Storm in a wastepaper basket

issue 11 February 2012

‘It’s the revenge of Dreyfus,’ came the cry from the dock. The speaker was the veteran right-wing ideologue, Charles Maurras, found guilty of treason in 1945 for his support of the collaborationist Vichy regime. It wasn’t of course that, and yet there is a sense in which Maurras spoke the truth.

The Dreyfus case had divided France half a century before Maurras was put on trial in Lyon. The division between what Piers Paul Read, in this masterly and eminently balanced account of the Affair, calls ‘the France of St Louis and the France of Voltaire’ had never been closed. The end of the Third Republic and its replacement by Vichy’s ‘Etat Français’ in 1940 represented the victory of the anti-Dreyfusards. The anti-clerical Republic with its roots in the great Revolution of 1789 gave way to a regime that was Catholic, monarchical, militarist and nationalist, hostile to Jews, Freemasons, Protestants, socialists, communists and anti-clericals..

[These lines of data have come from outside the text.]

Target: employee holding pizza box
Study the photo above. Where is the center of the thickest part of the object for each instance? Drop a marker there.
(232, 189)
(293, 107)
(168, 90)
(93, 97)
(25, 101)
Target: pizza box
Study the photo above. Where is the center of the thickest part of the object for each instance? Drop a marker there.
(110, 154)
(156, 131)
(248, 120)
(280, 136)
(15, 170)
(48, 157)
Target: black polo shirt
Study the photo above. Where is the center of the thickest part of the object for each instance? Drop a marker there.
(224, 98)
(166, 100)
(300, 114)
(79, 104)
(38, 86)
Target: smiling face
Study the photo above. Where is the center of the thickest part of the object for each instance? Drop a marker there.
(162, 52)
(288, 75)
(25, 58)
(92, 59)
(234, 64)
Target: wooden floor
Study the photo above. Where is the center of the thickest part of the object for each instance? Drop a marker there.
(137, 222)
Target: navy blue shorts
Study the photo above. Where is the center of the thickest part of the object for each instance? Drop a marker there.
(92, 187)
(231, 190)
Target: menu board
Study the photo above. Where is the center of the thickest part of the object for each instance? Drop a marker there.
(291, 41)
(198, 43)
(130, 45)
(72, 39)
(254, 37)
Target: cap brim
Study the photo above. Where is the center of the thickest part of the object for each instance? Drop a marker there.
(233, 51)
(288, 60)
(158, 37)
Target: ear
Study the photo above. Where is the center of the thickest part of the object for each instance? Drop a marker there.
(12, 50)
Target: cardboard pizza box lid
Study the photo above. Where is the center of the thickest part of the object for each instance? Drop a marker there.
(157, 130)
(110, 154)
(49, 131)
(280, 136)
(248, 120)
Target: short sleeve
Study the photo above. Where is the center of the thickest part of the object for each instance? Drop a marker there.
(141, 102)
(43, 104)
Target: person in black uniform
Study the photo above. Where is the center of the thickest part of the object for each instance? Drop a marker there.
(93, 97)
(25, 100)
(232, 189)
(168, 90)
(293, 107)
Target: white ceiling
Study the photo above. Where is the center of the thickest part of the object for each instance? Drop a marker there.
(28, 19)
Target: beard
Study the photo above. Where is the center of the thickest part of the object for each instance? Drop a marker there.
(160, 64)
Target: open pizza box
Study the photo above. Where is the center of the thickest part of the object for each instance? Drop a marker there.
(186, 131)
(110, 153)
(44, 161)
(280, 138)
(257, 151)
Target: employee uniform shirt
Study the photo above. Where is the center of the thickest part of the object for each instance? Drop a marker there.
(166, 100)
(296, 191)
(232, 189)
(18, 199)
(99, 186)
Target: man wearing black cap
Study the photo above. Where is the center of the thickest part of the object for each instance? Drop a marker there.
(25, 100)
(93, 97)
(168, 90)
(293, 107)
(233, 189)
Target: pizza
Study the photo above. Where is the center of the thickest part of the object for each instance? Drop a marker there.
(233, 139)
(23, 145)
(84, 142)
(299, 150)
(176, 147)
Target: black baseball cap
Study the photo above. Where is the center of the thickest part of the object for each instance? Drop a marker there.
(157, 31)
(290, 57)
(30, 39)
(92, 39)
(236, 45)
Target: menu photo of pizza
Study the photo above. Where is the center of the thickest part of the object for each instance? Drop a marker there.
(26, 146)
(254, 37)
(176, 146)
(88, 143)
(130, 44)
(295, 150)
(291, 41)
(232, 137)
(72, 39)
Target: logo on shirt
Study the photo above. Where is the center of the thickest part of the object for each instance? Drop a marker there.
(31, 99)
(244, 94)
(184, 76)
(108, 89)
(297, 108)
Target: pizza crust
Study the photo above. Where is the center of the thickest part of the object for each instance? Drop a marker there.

The Affair itself, complicated and often confusing in its course, was simple in essence. A French agent, working as a cleaner in the German embassy in Paris, retrieved a paper — the famous ‘bordereau’ — from a wastepaper basket and handed it to her controller. Clearly a French officer was passing information. Suspicion fell almost at once on Captain Dreyfus. There was no good evidence — virtually no evidence at all — against him. But he was an outsider: a rich Alsatian Jew, who still had family in Alsace, annexed by the Germans after the Franco-Prussian war of 1870.

Anti-Semitic feeling was strong in late-19th-century France — Jews and French Protestants controlled most of the banks. Yet, as Read points out, there were other Jewish officers in the Army, and by no means all Dreyfus’s accusers were anti-Semitic.